Similarly, additional research should investigate how best to shorten the average length of time that E-E CGs undergo such responsibilities. Likewise, with no clear consensus in the field of caregiving on the positive and negative impacts of caregiving on CGs, particularly E-E CGs, new studies need to explore potential benefits and burdens. Such research could help society prioritize education and inform action plans to assist caregivers, ensuring that (a) they have a high quality of life near the end of life, and (b) that their informal, unpaid workload does not shift to institutional health care settings.


Acknowledgements

Thank you to Elizabeth Kuchinski, MPH, and Brian Piper, PhD, at Geisinger Commonwealth School of Medicine for their support on this research.

Disclosure Statement

The author declares that they have no competing interests.

Publisher’s Notes

This article was reformatted after publication as part of The Guthrie Journal’s move to a new platform so that all of our articles would have a consistent look. The article was published November 18, 2021, and reformatted in March 2022. In addition to small formatting changes, tables and figures were moved to appear near their mention in the text.

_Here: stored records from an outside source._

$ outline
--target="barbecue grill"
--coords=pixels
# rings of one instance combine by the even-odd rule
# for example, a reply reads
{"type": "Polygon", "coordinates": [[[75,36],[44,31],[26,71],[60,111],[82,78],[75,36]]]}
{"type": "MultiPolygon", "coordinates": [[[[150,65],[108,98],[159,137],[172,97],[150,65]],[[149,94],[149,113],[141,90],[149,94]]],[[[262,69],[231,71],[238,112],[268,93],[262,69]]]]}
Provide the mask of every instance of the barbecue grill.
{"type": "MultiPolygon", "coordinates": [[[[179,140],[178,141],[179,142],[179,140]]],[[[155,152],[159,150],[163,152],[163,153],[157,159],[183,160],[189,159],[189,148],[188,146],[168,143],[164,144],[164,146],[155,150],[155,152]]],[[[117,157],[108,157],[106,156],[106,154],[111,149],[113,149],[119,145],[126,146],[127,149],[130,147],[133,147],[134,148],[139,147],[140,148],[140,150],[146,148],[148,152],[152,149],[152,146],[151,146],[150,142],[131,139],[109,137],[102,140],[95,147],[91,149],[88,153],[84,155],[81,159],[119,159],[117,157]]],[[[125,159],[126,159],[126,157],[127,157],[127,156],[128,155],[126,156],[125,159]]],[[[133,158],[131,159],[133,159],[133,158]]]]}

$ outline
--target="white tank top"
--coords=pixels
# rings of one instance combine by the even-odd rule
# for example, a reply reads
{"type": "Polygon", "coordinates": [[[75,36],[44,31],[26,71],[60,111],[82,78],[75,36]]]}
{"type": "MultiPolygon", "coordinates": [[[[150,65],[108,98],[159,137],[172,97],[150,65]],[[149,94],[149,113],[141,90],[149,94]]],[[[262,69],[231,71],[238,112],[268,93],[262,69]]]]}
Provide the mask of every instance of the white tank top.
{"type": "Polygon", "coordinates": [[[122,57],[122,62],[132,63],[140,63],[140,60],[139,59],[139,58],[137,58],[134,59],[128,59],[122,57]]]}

A preliminary version of this article appeared in Scholarly Research in Progress (SCRIP), which is “aimed at promoting and disseminating student scholarly activity at Geisinger Commonwealth School of Medicine.” See VanDeMark, SooYoung H. Investigating trends in elder-elder caregiving in the United States. Scholarly Research in Progress. 2020;4:85-89. This version underwent full peer review by The Guthrie Journal prior to acceptance. Published with permission.